As far as individual market movers on Wednesday, Warner Bros Discovery stock continued its rise, jumping 4.5% on the day amid a bidding war for the company between Paramount and Netflix. Paramount launched a $108 billion hostile takeover bid for Warner Bros this week in an eleventh-hour attempt to prevent Netflix from acquiring the company.
GE Vernova stock rose 15.6% after raising its outlook for revenue by 2028 to $52 billion from $45 billion and doubling its dividend. It also raised its buyback authorization to $10 billion from $6 billion and said it sees this quarter's revenue coming in toward the higher end of expectations. The company received rating upgrades from Oppenheimer and RBC Capital, while several other firms raised their price targets for the stock.
Marvell Technology stock rose 4%, supported by CEO Matt Murphy's remarks that, contrary to reports, the company hasn't lost any business from major customers, CNBC reported. The semiconductor company previously topped earnings estimates on December 2, revealing it grew revenues by 37% to a new record of over $2 billion in the third quarter of its fiscal year 2026. Marvell also announced last week that it will pay $3.25 billion to acquire Celestial AI, which uses fiber optics to connect AI chips.

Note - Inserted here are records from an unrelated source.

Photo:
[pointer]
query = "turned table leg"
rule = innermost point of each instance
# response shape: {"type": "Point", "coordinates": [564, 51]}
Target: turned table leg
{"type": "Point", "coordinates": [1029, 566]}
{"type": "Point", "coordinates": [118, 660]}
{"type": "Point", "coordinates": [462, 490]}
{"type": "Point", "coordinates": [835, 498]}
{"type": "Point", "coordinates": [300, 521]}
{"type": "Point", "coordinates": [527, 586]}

Uber stock, meanwhile, continued its slide on Wednesday, falling 5.6%. The ride share and delivery company is coping with regulatory pressure in Europe and Canada, which were recently spurred on by protests from taxi drivers in Barcelona. Morgan Stanley also slashed its price target for Uber to $110 earlier this week.
Nine out of 11 S&P 500 sectors rose on Wednesday. Cyclical sectors, including industrials, materials, and consumer discretionary, drove the market's gains, while defensive sectors like consumer staples and utilities lagged. The tech sector barely climbed, and Oracle's weakness after the close might suggest pressure to come in that arena today. Chip maker shares generally rose yesterday, with Nvidia a notable exception. Microsoft's weakness continued to hurt tech.
The Dow Jones Industrial Average® ($DJI) jumped 497.46 points Wednesday (+1.05%) to 48,057.75; the S&P 500 index (SPX) rose 46.17 points (+0.67%) to 6,886.68, and the Nasdaq Composite® ($COMP) climbed 77.67 points (+0.33%) to 23,654.16.